Rentrée russe pour le Ballet du Capitole qui retrouvait la Halle aux Grains pour deux des œuvres célébrissimes du compositeur russe qui firent les très belles heures des Ballets Russes au début du siècle dernier.
« L’Oiseau de Feu » – Evelyne Spagnol et Kasbek Akhmedyarov
(Photo David Herrero)
Avec « L’Oiseau de Feu » et « Le Sacre du Printemps », Stravinski illustre musicalement des contes traditionnels, qui sont traités ici dans des styles chorégraphiques fort différents. Michel Rahn signe la chorégraphie de « L’Oiseau ». Par son langage très académique, qui utilise à merveille toute la gamme de la grammaire classique, il nous donne une vision pleine de magie de la lutte entre le Bien et le Mal. Le trio de danseurs formé par Kasbek Akhmedyarov, Davit Galstyan et Hugo Mbeng, qui débute le ballet est remarquable. Nous connaissions la valeur largement démontrée tout au long des saisons des deux premiers danseurs. Quant à Hugo Mbeng, il semble tenir aujourd’hui les promesses du dernier spectacle de la saison passée. Les élévations de ces trois garçons, leur parfaite synchronisation, leur solide technique font de ces danseurs un trio prometteur pour les ballets à venir.
Juliana Bastos est une Princesse de rêve, belle, racée, et joint à ces qualités un réel talent dramatique. Et que dire d’Evelyne Spagnol, superbe oiseau aux ailes au bout des doigts, et qui, au-delà d’une technique parfaite, fait preuve d’une grâce et d’une vivacité superbes. Son pas de deux avec Kasbek Akhmediarov, le prince Ivan, est un pur moment de poésie et de danse. Magali Guerry et Lucille Robert entourent Juliana Bastos et forment le trio féminin qui répond avec ô combien de talent au trio masculin. Et pour écrin, ce ballet avait l’extraordinaire décor créé par Jean-Paul Marcheschi, tout de flammes et de nuit, magnifiquement mis en lumière par Patrick Méeüs.

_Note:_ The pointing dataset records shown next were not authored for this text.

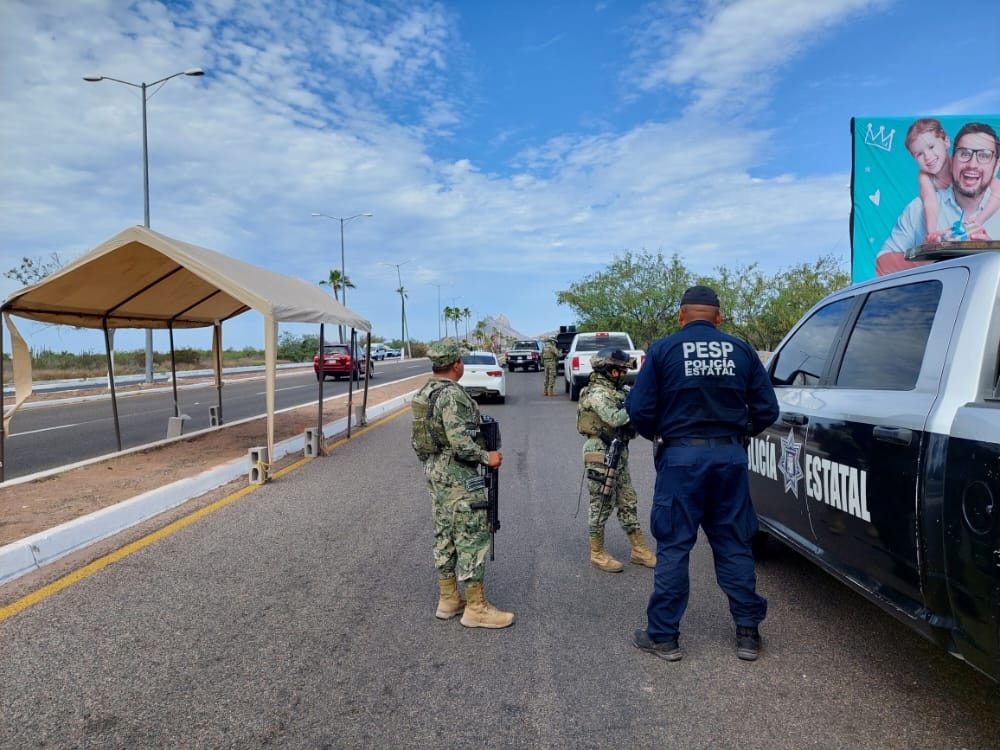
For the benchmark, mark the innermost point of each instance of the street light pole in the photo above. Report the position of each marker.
(343, 270)
(144, 87)
(439, 310)
(403, 338)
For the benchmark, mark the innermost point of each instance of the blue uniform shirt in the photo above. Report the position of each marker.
(701, 382)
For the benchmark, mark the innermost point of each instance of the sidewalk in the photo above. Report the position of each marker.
(46, 516)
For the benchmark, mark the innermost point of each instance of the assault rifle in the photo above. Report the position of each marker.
(612, 460)
(489, 428)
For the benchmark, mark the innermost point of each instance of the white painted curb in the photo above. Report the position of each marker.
(31, 553)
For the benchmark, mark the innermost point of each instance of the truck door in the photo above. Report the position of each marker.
(864, 455)
(776, 456)
(971, 516)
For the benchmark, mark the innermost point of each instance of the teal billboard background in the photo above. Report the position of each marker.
(884, 180)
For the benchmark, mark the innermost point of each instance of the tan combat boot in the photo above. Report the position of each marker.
(479, 613)
(451, 602)
(601, 558)
(640, 552)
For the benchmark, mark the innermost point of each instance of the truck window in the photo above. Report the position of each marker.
(803, 358)
(596, 343)
(886, 347)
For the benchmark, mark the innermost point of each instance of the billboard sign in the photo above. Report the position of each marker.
(918, 180)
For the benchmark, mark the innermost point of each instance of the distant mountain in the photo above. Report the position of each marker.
(500, 329)
(500, 326)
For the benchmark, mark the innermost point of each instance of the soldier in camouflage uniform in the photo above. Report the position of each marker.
(600, 412)
(444, 436)
(550, 357)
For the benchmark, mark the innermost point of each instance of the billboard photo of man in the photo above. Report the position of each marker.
(957, 189)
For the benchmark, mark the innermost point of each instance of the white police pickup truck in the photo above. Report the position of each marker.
(884, 466)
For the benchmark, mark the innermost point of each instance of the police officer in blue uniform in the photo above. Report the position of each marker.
(699, 392)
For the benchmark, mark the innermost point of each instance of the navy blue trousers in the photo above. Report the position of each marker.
(706, 486)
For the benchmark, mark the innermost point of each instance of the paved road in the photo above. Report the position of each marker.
(48, 436)
(301, 616)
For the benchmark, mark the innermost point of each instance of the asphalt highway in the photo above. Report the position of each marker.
(62, 432)
(301, 615)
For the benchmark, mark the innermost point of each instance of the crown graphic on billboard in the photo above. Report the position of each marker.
(879, 139)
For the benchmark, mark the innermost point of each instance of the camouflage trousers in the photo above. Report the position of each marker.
(461, 535)
(623, 499)
(550, 377)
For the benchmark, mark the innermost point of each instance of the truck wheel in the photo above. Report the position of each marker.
(760, 543)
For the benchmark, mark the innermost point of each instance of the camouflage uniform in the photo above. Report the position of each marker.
(446, 437)
(600, 413)
(550, 357)
(604, 400)
(461, 536)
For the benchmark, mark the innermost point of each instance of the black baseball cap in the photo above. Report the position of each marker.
(700, 295)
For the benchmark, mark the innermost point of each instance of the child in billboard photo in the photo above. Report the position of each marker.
(966, 210)
(928, 143)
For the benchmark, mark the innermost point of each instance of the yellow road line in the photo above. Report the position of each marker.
(102, 562)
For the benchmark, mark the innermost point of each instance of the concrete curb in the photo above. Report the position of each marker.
(31, 553)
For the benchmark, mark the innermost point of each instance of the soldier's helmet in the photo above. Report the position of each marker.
(607, 359)
(442, 353)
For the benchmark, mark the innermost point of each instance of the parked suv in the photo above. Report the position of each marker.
(378, 351)
(338, 362)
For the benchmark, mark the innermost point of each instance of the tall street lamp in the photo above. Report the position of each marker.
(403, 338)
(144, 87)
(439, 309)
(343, 272)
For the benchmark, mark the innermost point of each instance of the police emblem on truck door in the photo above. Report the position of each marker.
(791, 462)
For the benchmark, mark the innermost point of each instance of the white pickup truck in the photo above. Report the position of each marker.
(576, 366)
(883, 465)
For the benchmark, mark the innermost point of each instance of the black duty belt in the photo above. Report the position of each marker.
(680, 442)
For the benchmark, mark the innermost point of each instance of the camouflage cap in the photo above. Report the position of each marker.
(443, 353)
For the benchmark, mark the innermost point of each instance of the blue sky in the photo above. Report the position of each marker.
(506, 149)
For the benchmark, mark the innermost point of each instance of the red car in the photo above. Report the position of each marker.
(338, 362)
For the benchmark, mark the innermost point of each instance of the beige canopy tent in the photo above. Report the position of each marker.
(143, 279)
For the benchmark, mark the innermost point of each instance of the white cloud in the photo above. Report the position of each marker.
(727, 53)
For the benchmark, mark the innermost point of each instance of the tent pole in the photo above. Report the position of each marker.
(364, 399)
(350, 379)
(3, 411)
(217, 363)
(322, 378)
(173, 367)
(111, 383)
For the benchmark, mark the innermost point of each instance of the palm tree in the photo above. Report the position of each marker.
(337, 281)
(453, 314)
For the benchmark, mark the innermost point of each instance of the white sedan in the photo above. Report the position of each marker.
(483, 376)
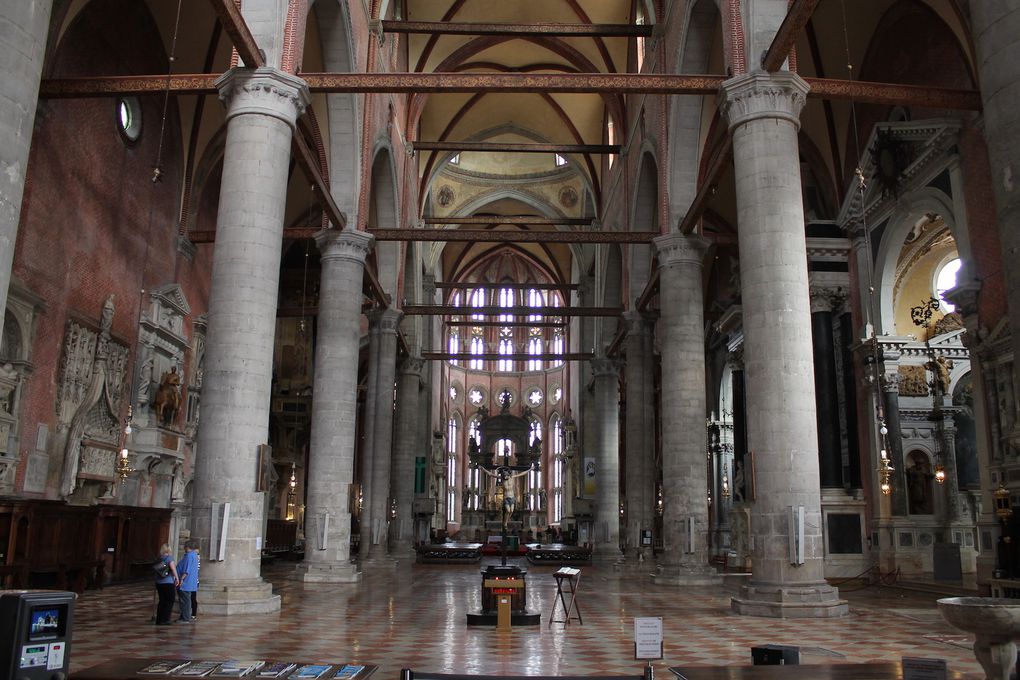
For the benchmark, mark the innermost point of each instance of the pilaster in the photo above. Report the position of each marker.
(640, 492)
(330, 460)
(21, 53)
(606, 374)
(684, 445)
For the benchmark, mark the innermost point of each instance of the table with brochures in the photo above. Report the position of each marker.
(249, 669)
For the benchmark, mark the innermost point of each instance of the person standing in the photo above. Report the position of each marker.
(198, 567)
(165, 587)
(188, 569)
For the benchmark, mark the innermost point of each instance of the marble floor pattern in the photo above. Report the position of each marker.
(413, 616)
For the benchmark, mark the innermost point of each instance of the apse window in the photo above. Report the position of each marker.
(130, 118)
(946, 277)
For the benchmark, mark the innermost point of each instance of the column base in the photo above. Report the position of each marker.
(244, 596)
(819, 600)
(603, 554)
(685, 575)
(327, 572)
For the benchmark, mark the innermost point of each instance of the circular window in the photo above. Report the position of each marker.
(506, 398)
(534, 397)
(130, 118)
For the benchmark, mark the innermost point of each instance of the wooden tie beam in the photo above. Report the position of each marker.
(493, 356)
(797, 17)
(508, 324)
(230, 16)
(512, 286)
(514, 236)
(511, 219)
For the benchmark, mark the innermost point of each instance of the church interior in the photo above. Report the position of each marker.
(711, 299)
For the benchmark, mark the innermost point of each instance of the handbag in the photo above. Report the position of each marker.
(160, 569)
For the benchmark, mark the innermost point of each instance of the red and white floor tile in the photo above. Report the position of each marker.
(414, 616)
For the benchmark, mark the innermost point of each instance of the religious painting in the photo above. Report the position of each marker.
(589, 476)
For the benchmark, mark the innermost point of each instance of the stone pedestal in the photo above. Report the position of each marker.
(330, 461)
(996, 27)
(21, 52)
(262, 105)
(640, 491)
(405, 449)
(607, 499)
(763, 110)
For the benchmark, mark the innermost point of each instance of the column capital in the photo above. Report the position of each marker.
(347, 245)
(762, 95)
(385, 319)
(678, 248)
(602, 367)
(263, 91)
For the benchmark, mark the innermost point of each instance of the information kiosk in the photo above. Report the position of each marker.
(35, 634)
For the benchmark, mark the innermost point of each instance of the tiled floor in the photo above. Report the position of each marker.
(414, 617)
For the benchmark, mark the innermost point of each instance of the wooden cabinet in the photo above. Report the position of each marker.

« L’Oiseau de Feu » – Juliana Bastos et Kasbek Akhmedyarov (Photo David Herrero)
« Le Sacre » de l’argentin Mauricio Wainrot est d’une autre facture, plus contemporaine, plus dure, plus hermétique aussi. Totalement intemporelle cette chorégraphie décrit un rituel initiatique de vie et de mort, de mort pour la renaissance de la vie, fidèle à la version originale. Elle met particulièrement en valeur deux danseuses extraordinaires de dramatisme : Paola Pagano, la « Femme », rayonnante d’autorité et de maîtrise, et Juliette Thielin, l’ « Elue » véritable révélation de ce programme. Elle incarne avec une sensibilité et un jeu dramatique d’une rare intensité, la jeune vierge choisie pour le sacrifice suprême, afin que la sève vitale du printemps jaillisse. Valério Magianti est, à leurs côtés, un « Chef » impavide et puissant.
« Le Sacre du printemps » – Paola Pagano et Juliette Thielin (Photo David Herrero)
Quant à l’ensemble de la Compagnie elle prouve une nouvelle fois, dans ces ensembles où l’animalité le dispute à la fragilité, sa grande aisance dans tous les registres interprétant avec une force, une synchronisation, cette chorégraphie sauvage et parfois brutale, qui exploite les variations de rythme de la magnifique partition de Stravinski. A ce propos, que l’on nous permette une nouvelle fois de regretter que les danseurs aient dû se contenter d’une bande son, en lieu et place d’un « vrai » orchestre. Un regret également, celui de ne pas voir sur scène Maria Gutierrez qui blessée, suivait passionnément depuis la salle les évolutions de ses partenaires, « marquant » la chorégraphie de la tête et des mains, imitée en cela par Minh Pham, nouveau maître de ballet. Gageons qu’à cet instant tous deux se souvenaient de leur interprétation de ce « Sacre » en 2005.
« Le Sacre du Printemps » (Photo David Herrero)
Une soirée de rentrée qui nous a permis de retrouver une Compagnie en excellente forme. Michel Rahn, quant à lui, nous prépare un cadeau de Noël qui comblera petits et grands : « Alice au Pays des Merveilles ».